The LC can be focused by one focusing lens 28.

Therefore, the number of optical parts is reduced, the price is reduced, the size is very small, and assembly and adjustment can be easily performed.

〔Effect of the invention〕

As explained above, according to the present invention, an optical head capable of reading at least information from an information storage medium using focused light includes a light source, a light beam emitted from the light source, and a light beam emitted from the information storage medium. detecting the light beam emitted from the objective lens and the information storage medium;
a photodetector for detecting at least defocus and track deviation; and a photodetector disposed on an optical path between the photodetector and the information storage medium, the optical beam emitted from the information storage medium is transmitted to the photodetector. Since the light projecting means is composed of at least three light reflecting surfaces adjacent to each other at a predetermined inclination, the structure is relatively simple and very simple. It has excellent effects such as becoming smaller.

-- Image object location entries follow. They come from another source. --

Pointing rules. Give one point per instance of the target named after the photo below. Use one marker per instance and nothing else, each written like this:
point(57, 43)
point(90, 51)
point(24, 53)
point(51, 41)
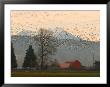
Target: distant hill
point(66, 51)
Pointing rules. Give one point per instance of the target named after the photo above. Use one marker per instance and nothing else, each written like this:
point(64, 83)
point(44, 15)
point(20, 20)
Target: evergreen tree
point(30, 58)
point(13, 58)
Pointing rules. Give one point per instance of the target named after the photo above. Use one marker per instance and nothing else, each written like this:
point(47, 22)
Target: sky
point(85, 24)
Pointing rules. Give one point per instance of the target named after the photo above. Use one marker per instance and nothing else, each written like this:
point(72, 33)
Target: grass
point(22, 73)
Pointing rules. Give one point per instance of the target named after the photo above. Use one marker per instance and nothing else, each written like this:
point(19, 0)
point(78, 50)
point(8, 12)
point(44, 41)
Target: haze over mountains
point(85, 24)
point(65, 52)
point(76, 26)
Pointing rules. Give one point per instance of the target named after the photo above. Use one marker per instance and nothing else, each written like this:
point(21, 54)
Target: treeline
point(46, 47)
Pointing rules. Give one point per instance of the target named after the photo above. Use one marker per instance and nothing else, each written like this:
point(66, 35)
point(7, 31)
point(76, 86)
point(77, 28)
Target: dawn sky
point(85, 24)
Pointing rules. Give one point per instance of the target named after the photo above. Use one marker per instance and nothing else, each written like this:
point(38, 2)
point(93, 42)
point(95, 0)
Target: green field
point(22, 73)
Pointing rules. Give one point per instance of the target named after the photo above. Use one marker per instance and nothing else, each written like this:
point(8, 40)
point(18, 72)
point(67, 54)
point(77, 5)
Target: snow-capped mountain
point(65, 52)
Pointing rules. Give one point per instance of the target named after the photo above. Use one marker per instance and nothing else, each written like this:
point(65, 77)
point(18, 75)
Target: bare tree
point(46, 45)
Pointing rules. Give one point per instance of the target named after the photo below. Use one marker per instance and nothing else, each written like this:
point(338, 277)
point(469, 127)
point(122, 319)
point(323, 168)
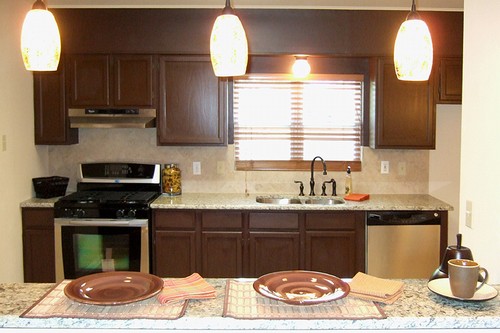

[Brief explanation of the drawing]

Figures 1 to 3 show one embodiment of the present invention.
2 is a perspective view showing a light projecting means, FIG. 3 is a front view showing a photodetector, and FIG. 4 is a schematic structure diagram showing a conventional example. 21... Light source (semiconductor laser), 22... Information storage medium, 26... Objective lens, 27... Light projection means,
27a, 27b, 27c... light-reflecting surfaces, 29...
Photodetector. Applicant's representative Patent attorney Takehiko Suzue Figure 1 Figure 2 Figure 3 Figure 4

Claims (2)

[Claims] (1) An optical head capable of reading at least information from an information storage medium using focused light, including a light source, an objective lens that focuses a light beam emitted from the light source onto the information storage medium, and the information storage medium. a photodetector that detects a light beam emitted from a storage medium and performs at least defocus detection and track deviation detection; and a light projection means for projecting the emitted light beam onto the photodetector, the light projection means being comprised of at least three light reflecting surfaces adjacent to each other with a predetermined inclination. optical head. (2) The boundary lines of two of the three light-reflecting surfaces of the light projecting means and the direction in which the extending direction of the track of the information storage medium is projected into the beam spot on the light-reflecting surface are mutually The optical head according to claim 1, characterized in that the optical head is configured to be substantially parallel.